The FM BIM model is for the facility managers of the building, not just the ones around when the building is complete, but all future facility managers. This differs from the Design and Construction BIMs which are only useful for a limited time, and therefore can be less rigid as whoever set the model up is still around to ask questions.
An FM BIM model needs to be a static model. A virtual model of what is – not what is to be, (which is what Design BIMs and Construction BIMs are).
The contractor, and sometimes design professionals, role is limited to providing the BIM information they have created for their own purposes. Relevant information is re-purposed from this data to populate the FM BIM model.

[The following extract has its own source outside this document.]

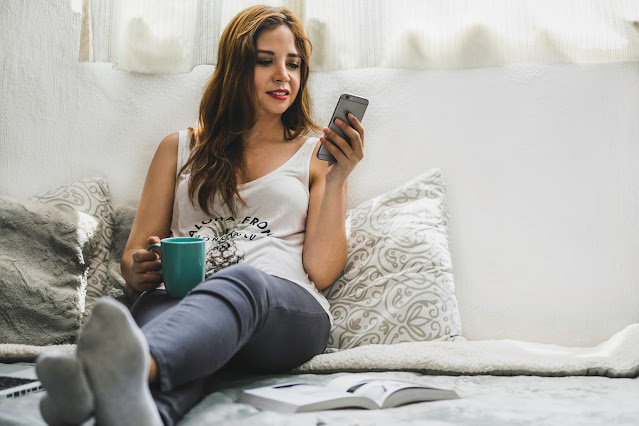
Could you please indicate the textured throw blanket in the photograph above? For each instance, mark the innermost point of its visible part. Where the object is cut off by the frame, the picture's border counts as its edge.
(616, 357)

There is information not in the design or construction BIMs that needs to be added to an FM BIM. Maintenance manuals, warrantee information etc. supplied by subcontractors as part of their contracts. This data is generally not required for design or construction so is provided just before, or even after, construction is completed.
Besides removal of redundant data an FM BIM needs to be simplified. There is no point graphically representing something if the FM team have no method to update those graphics. It is better to link lots of text data that can be easily updated to major objects. For example it is easier to change data if the lock data is part of whole door rather than represented by a separately modelled lock that has to be remodelled to reflect the change. Note that many FM BIM systems do not have a method to update graphics, for example systems based on IFC (see my post on IFC).
Timing of the creation of an FM BIM is critical. If it is not created during the last stages of construction so it is ready when the building opens the data provided by the design and construction team may be out of date by the time the FM BIM is usable. For example things like equipment replacements due to failures, or commissioning changes due to things discovered after occupancy. There may be few differences, but without doing a complete audit no-one could tell – which defeats the purpose of using design and construction BIM information in the first place.
The deliverable for FM BIM is an integrated data repository of information required to manage the building (or facility). There is little to gain by having only some information in the FM BIM, its purpose is to unify data to make it easy to find and avoid duplication. There is little point having a whole lot of information that is not needed, or included “in case” it will be required. The more data the more work to keep it all up to date,. The amount of data should be based on the resources available to maintain it, not the amount of data available.
One of the ideals of BIM is to eradicate the work required to re-purpose information for FM uses. But as can be seen by what is involved in Survey, Design and Construction BIMs there is a lot of information not required for FM, and information that is useful is structured for purposes other than FM.
Data from an FM BIM may be useful for future Survey and Design BIMs, but an FM BIM is not adequate to simply become either of those BIMs. To do so would mean carrying and keeping up to date all the extra information those BIMs require for the life of the FM BIM.
BIM is a fantastic technology, it allows us to engage in new, more efficient processes. But it is important to remember it is being driven by individuals harnessing BIM for their own purposes.
If we concentrate on what people are actually doing, supporting each other’s workflows, rather than fantasizing about a Utopian future built around theoretical processes, BIM will come to dominate naturally as the preferred way of working. Without the need for it to be mandated, by government or big business, with the loss of control over our destinies that entails.